DoctorSnapshot is a machine learning-powered webapp that helps users spot the doctors best for them by providing itemized doctor ratings and review highlights extracted from the doctor's reviews. Users can leave all of the tedious review readings to DoctorSnapshot and enjoy highly concentrated reports (doctors' snapshots) for quick decision making.
- DoctorSnapshot website
- DoctorSnapshot blog post
- DoctorSnapshot presentation slides
- The DoctorSnapshot pipeline
- Running your copy of DoctorSnapshot
The DoctorSnapshot project was completed in only 3 weeks, from ideation to deployment. Many future improvements are possible and desired. I will be glad to hear your suggestions!
- 187 San Francisco doctors.
- 5088 doctor reviews from Yelp.
- 700,000 words.
- 10,000 unique words.
Currently, the DoctorSnapshot dataset only contains doctors in San Francisco and who has Yelp reviews. But the DoctorSnapshot model and workflow can be readily applied to any doctor and their reviews if such data is available.
The DoctorSnapshot dataset contains Yelp reviews, which cannot be shared publicly according to Yelp's terms of service.
Instead of giving a single rating to a doctor, e.g.
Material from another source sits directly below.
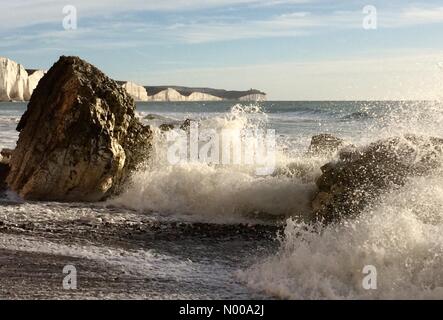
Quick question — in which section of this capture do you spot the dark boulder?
[312,135,443,222]
[7,57,152,201]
X out of 5 stars, DoctorSnapshot extracts the commonly mentioned topics within a doctor's reviews, e.g. payment exprience at the clinic, and detects how many people are speaking positively when they mentioned these topics.
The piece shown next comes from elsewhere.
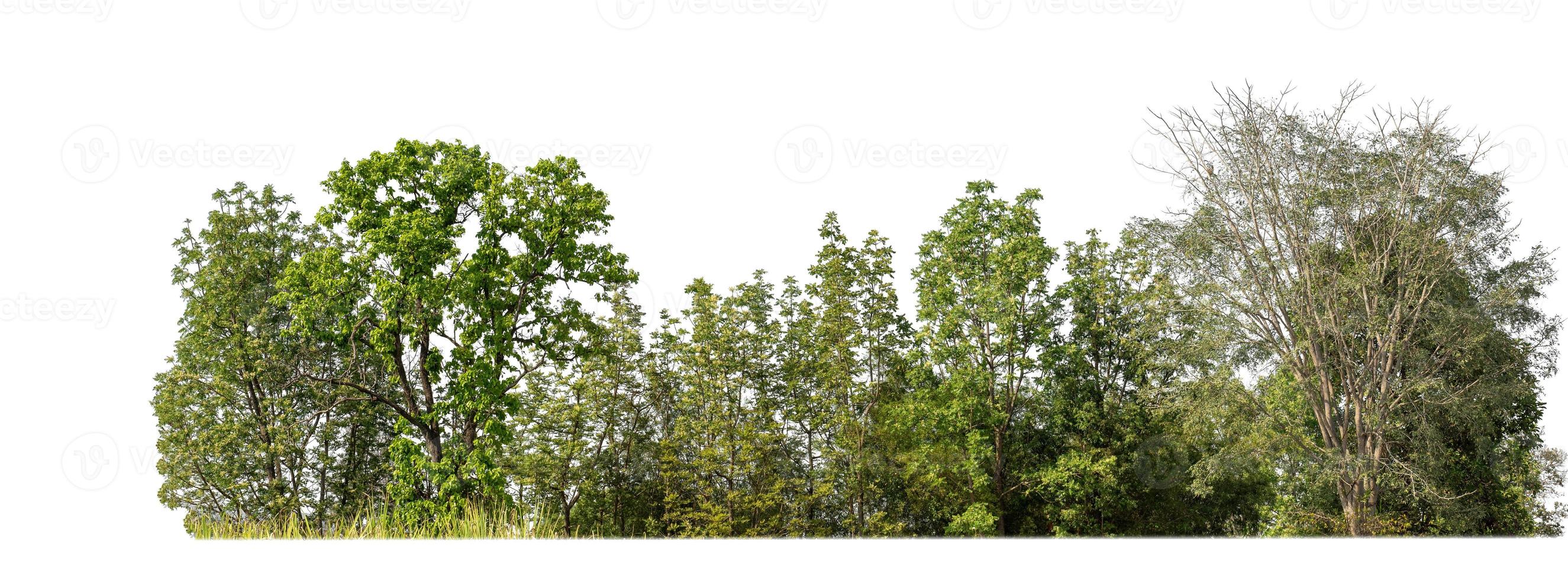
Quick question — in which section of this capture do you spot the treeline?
[152,88,1563,536]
The "itemized rating" for a topic that appeared in a doctor's reviews is a number between 0 to 100 that represents the percentage of people that spoke positively on that topic.
The three most positive and three most negative sentences across all of the reviews of a doctor are selected as highlights for the whole review body of the doctor.
DoctorSnapshot uses latent Dirichlet allocation implemented in Python package gensim to extract topics from doctor reviews. The sentiment of each review sentence is evaluated by the VADER sentiment analyzer implemented in Python package NLTK.